Par trois mémoires en défense, enregistrés les 8 avril, 19 avril et 14 juin 2024, la société civile de construction vente la Venise Verte, représentée par Me Tourbier, demande au tribunal, dans le dernier état de ses écritures, à titre principal, de rejeter la requête, à titre subsidiaire, d’ordonner avant-dire-droit une visite sur les lieux du projet en application des dispositions de l’article R. 622-1 du code de justice administrative, et, en tout état de cause, de mettre à la charge solidaire des requérants la somme de 3 000 euros sur le fondement de l’article L. 761-1 du code de justice administrative.
Elle fait valoir que les moyens soulevés par les requérants ne sont pas fondés.
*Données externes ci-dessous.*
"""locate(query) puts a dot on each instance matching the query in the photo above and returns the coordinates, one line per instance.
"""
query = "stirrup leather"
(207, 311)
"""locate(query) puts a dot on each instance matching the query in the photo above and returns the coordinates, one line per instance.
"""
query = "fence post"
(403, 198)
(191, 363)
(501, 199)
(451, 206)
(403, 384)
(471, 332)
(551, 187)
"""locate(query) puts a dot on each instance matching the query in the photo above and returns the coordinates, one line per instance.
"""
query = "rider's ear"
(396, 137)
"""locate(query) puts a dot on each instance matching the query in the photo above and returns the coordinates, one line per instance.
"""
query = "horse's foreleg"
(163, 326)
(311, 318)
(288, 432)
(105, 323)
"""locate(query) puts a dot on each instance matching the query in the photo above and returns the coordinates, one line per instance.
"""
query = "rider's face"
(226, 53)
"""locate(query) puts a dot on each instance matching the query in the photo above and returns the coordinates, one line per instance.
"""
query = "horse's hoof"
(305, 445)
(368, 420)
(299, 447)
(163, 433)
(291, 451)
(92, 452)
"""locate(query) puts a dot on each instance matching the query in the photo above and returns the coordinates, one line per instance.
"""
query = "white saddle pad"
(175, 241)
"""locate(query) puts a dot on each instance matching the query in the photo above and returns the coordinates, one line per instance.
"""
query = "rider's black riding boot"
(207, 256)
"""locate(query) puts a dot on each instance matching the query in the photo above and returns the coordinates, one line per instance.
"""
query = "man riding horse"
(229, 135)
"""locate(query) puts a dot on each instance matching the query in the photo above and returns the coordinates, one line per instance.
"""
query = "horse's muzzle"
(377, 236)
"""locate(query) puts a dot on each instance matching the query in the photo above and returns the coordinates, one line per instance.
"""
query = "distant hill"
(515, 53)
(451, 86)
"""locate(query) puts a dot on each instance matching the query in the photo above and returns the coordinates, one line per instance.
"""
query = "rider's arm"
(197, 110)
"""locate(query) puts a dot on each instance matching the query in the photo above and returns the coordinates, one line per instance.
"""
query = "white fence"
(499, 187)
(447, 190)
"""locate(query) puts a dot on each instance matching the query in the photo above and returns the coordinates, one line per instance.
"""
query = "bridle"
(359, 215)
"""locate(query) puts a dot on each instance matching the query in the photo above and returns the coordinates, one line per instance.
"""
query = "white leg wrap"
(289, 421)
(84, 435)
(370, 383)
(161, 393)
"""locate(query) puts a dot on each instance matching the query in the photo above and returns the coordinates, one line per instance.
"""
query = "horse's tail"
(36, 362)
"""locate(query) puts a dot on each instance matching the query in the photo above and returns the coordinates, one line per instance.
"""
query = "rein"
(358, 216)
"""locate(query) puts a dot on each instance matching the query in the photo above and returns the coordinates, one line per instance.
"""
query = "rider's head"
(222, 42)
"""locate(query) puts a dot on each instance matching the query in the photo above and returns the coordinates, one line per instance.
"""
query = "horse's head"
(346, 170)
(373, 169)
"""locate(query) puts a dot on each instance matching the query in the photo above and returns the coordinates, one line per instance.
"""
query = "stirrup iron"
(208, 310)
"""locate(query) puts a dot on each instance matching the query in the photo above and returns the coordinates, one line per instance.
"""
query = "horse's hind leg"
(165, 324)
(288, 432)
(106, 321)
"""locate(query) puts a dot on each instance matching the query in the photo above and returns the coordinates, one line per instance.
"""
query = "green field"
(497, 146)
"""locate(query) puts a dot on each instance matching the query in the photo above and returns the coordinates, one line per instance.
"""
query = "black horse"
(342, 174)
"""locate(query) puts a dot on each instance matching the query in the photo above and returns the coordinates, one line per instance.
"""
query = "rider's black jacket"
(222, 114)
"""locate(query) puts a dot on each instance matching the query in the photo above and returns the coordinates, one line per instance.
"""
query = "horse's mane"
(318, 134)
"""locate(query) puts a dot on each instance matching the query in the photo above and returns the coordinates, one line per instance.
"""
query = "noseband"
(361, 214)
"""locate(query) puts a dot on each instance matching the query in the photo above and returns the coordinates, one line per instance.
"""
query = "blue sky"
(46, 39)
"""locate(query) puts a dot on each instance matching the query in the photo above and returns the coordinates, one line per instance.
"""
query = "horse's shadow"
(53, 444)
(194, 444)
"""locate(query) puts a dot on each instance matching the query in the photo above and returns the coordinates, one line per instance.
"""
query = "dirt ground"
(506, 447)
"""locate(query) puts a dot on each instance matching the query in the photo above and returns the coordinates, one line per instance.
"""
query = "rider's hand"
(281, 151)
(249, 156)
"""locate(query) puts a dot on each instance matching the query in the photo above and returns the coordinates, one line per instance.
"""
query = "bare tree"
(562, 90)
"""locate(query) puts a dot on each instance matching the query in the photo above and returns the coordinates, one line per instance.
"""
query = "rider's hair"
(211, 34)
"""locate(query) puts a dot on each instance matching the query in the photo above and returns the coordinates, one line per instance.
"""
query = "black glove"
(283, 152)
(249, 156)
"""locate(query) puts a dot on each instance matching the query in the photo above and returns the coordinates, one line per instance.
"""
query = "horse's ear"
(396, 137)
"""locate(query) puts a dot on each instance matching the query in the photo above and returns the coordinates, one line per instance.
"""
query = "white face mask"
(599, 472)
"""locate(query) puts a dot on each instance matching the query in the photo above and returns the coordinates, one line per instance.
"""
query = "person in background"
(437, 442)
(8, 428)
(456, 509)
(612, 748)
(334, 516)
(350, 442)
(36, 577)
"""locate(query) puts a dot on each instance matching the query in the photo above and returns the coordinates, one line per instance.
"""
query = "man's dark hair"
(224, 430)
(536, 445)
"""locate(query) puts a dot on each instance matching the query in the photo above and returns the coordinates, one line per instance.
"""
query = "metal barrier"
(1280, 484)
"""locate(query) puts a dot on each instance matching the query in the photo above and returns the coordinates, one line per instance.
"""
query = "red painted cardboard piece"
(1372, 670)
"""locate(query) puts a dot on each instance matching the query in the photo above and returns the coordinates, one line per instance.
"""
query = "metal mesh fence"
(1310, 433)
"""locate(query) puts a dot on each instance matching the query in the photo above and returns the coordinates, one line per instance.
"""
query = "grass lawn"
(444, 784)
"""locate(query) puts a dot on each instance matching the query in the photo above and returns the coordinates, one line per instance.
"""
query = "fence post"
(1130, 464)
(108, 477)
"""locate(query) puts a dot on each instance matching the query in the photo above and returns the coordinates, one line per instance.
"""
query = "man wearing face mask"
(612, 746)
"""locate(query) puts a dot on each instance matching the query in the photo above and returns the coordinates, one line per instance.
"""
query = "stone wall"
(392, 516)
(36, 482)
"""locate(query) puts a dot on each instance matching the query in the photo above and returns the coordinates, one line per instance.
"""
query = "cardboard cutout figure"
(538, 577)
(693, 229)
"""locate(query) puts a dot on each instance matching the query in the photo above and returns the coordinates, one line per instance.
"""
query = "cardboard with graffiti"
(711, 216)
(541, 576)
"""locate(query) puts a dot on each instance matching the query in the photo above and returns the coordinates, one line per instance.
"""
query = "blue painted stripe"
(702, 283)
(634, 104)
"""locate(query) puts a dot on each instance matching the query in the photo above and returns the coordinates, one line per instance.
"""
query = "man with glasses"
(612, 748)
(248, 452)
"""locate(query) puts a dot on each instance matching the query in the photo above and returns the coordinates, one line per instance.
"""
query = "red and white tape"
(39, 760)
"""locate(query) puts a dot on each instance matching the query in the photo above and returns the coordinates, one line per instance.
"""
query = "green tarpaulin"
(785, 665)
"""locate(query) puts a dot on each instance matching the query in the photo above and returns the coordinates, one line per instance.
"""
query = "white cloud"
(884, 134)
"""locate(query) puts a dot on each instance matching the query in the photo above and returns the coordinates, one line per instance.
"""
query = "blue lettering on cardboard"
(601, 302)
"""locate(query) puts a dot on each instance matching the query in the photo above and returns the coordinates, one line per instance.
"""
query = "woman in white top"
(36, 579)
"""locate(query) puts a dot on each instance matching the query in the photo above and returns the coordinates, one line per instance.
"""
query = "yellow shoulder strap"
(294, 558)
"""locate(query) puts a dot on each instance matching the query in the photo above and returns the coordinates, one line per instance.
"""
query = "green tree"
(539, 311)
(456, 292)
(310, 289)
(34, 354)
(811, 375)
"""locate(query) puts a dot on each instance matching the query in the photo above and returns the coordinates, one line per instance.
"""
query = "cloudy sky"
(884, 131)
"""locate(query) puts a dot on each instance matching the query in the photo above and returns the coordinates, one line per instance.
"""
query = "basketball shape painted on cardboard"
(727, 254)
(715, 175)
Par un mémoire en défense, enregistré le 22 avril 2024, la commune de Camon, représentée par Me Gras, demande au tribunal de rejeter les conclusions des requérants et de mettre
à leur charge la somme de 5 000 euros sur le fondement de l’article L. 761-1 du code de justice administrative.
Elle fait valoir que :
- les conclusions de l’association SOS Hortillonnages pour la défense des propriétaires, le respect de la faune et de la flore du site, la lutte contre les nuisances, par M. et Mme A., par
N° 2204047 3
MM. B., C. et D. et par Mmes E. et F. sont irrecevables ainsi que le tribunal administratif l’a jugé dans son jugement avant-dire-droit du 3 octobre 2023 ;
- les moyens soulevés par les requérants ne sont pas fondés.
Par ordonnance du 16 juillet 2024, la clôture d’instruction a été fixée au 2 septembre 2024 à 12h00.
Vu les autres pièces du dossier.
Vu :
- le code de l’urbanisme ;
- le code de justice administrative.
Les parties ont été régulièrement averties du jour de l’audience.
Ont été entendus au cours de l’audience publique :
- le rapport de Mme Parisi, conseillère,
- les conclusions de Mme Beaucourt, rapporteure publique,
- les observations de Me Abiven, représentant les requérants,
- les observations de Me Arnould, substituant Me Gras, représentant la commune de Camon ;
- et les observations de Me Delort, représentant la SCCV La Venise Verte.
Considérant ce qui suit :
1. Par un jugement avant-dire-droit du 3 octobre 2023, le tribunal a fait application de l’article L. 600-5-1 du code de l’urbanisme et a sursis à statuer sur les conclusions présentées par l’association pour la protection et la sauvegarde du site et de l’environnement des Hortillonnages, par M. G., par M. et Mme H. et par M. et Mme I., tendant à l’annulation de l’arrêté du 15 juillet 2022 par lequel le maire de la commune de Camon a délivré à la société civile de construction vente (SCCV) La Venise Verte un permis de construire un ensemble immobilier de trente-et-un logements sur des parcelles cadastrées section AI nos 320p, 321p, 322 et 323 situées […] sur le territoire de la commune.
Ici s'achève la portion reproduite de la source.